Because PayPal offered off-site payment processing and subscription storage, little consideration was given to how to store and manage a subscription after it was purchased within WooCommerce. The most important aspect of the design was how to create a subscription product in WooCommerce and then how to pass the details of that product to PayPal on checkout. It’s no coincidence that the product components of Subscriptions’ architecture are not changing in v2.0. A subscription is still a custom product type that extends from a base WooCommerce product class.
However, because of the focus on PayPal and the features it provided, the original architecture had some major short-comings:
- it was not possible to purchase multiple different subscription products on different billing schedules in the same transaction. PayPal requires a customer to sign up for each subscription individually, so to purchase an annual, monthly and weekly subscription in the same transaction and use PayPal as the payment method, the customer would need to complete checkout with PayPal 3 times.
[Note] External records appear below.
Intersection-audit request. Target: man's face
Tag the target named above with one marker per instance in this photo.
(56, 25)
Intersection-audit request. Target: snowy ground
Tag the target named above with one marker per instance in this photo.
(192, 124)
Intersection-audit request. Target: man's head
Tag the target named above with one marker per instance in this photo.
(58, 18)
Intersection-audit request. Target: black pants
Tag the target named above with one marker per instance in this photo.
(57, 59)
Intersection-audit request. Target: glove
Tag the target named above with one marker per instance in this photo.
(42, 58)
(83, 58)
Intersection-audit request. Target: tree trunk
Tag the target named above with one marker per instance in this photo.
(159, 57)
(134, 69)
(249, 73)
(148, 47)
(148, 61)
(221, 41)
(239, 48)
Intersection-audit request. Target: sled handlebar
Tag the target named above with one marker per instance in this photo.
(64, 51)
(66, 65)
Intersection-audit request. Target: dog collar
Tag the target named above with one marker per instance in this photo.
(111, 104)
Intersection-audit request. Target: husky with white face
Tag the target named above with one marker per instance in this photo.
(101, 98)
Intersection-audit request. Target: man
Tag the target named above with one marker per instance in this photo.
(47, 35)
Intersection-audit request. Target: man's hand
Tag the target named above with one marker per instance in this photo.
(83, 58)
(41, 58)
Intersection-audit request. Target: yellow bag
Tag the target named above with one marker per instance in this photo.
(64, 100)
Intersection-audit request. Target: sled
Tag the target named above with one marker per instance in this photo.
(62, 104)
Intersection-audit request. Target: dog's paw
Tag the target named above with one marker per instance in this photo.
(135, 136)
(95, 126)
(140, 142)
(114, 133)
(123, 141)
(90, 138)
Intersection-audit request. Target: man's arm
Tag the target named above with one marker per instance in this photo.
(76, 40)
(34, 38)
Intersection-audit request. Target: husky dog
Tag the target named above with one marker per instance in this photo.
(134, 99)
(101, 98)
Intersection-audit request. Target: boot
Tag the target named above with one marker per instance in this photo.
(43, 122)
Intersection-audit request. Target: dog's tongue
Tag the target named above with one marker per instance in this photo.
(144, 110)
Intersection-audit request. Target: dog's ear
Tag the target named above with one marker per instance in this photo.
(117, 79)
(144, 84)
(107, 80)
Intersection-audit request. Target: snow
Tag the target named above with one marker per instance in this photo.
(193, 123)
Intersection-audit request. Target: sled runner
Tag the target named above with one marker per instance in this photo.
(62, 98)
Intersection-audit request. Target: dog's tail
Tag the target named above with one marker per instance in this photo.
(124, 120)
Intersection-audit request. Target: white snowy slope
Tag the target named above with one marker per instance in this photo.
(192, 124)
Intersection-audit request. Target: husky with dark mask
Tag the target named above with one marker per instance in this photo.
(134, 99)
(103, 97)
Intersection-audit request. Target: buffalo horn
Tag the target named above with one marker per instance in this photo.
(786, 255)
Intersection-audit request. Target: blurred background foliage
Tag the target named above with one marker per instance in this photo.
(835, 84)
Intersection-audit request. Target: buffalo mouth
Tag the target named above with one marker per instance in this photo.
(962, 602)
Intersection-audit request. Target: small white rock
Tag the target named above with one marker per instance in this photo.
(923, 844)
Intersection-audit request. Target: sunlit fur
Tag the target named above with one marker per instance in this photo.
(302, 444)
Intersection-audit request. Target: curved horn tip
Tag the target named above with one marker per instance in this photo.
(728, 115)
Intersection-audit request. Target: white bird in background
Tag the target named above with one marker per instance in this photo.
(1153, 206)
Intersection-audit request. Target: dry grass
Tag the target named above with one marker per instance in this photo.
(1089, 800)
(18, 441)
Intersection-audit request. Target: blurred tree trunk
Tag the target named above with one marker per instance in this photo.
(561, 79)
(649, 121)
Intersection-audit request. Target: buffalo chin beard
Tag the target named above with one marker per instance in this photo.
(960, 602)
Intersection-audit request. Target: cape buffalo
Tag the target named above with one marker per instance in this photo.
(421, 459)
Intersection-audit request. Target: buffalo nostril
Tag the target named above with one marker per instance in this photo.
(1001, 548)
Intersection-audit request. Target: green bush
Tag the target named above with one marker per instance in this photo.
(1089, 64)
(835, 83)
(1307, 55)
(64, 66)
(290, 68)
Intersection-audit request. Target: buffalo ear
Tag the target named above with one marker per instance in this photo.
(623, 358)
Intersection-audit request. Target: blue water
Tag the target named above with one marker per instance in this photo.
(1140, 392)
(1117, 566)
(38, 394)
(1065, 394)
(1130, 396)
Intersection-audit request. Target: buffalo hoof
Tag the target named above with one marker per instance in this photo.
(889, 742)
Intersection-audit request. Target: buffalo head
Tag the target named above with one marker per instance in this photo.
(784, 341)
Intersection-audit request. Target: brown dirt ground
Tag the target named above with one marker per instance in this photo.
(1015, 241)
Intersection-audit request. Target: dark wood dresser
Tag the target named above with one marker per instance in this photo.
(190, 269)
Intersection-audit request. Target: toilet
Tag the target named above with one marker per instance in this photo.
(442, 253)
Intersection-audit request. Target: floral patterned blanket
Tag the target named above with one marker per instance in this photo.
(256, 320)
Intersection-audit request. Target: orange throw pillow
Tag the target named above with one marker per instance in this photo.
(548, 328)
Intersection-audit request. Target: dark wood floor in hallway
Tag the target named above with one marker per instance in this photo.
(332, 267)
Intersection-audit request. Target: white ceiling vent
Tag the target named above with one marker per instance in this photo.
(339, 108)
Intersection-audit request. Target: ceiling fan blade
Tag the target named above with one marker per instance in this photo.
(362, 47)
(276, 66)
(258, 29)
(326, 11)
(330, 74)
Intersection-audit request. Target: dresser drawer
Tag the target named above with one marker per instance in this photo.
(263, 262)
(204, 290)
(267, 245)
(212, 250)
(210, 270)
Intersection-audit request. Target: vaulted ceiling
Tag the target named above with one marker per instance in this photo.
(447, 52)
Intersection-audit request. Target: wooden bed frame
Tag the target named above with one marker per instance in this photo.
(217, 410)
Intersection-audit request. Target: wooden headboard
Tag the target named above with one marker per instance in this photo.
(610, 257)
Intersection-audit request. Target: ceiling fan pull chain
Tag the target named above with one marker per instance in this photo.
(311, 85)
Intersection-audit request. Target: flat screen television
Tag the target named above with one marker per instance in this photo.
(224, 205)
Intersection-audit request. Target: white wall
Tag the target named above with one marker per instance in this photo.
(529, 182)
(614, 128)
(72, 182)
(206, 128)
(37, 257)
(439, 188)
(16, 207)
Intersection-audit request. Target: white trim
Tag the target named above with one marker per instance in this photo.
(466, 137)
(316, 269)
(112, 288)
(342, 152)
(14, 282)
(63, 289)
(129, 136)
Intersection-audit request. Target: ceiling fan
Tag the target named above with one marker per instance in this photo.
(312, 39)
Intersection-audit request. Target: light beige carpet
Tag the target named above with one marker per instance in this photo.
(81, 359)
- Subscriptions only needed to know the PayPal Profile ID for the subscription and handle IPN messages in order to handle recurring payments. Because PayPal took care of all of this, the method by which subscription meta data (such as recurring totals, completed renewal payments etc.) were stored in WooCommerce was an afterthought. It was such an after thought, that renewal orders, now the backbone of a subscriptions record keeping and inventory management, did not exist until version v1.2.
- subscription management within the store, like modifying a subscription’s billing schedule, shipping, taxes or line items was not possible, because PayPal didn’t allow any of these details to be changed. As a result, when interfaces for these tasks were introduced in later versions of Subscriptions, they were also an afterthought that needed to be retrofitted to the original architecture.
v1.5 Data Storage – the Order
Because Subscriptions was first designed to simply link an order in a WooCommerce store with PayPal, Subscriptions v1.5 stored all meta data relating to a subscription on the original order created to record the purchase of a subscription product.
Because much of a subscription’s data was not even stored in v1.0, this meant that as newer versions of Subscriptions required new meta data to add new features with other payment gateways (like changing payment method or billing/shipping address), this data was retrofitted to the order. As a result, data was often stored in unexpected and disjointed places.
For example, a subscription’s data in v1.5 was stored in the following database tables:
wp_postmeta: some values designed to mirror the original order’s meta data on the subscription were stored in the post meta table against the original order, like
_recurring_payment_method(which mirrored the original order’s
_payment_methodand was the payment method used to process renewals) or
_recurring_order_total(which mirrored the original order’s
_order_totaland was the amount charged for renewal payments)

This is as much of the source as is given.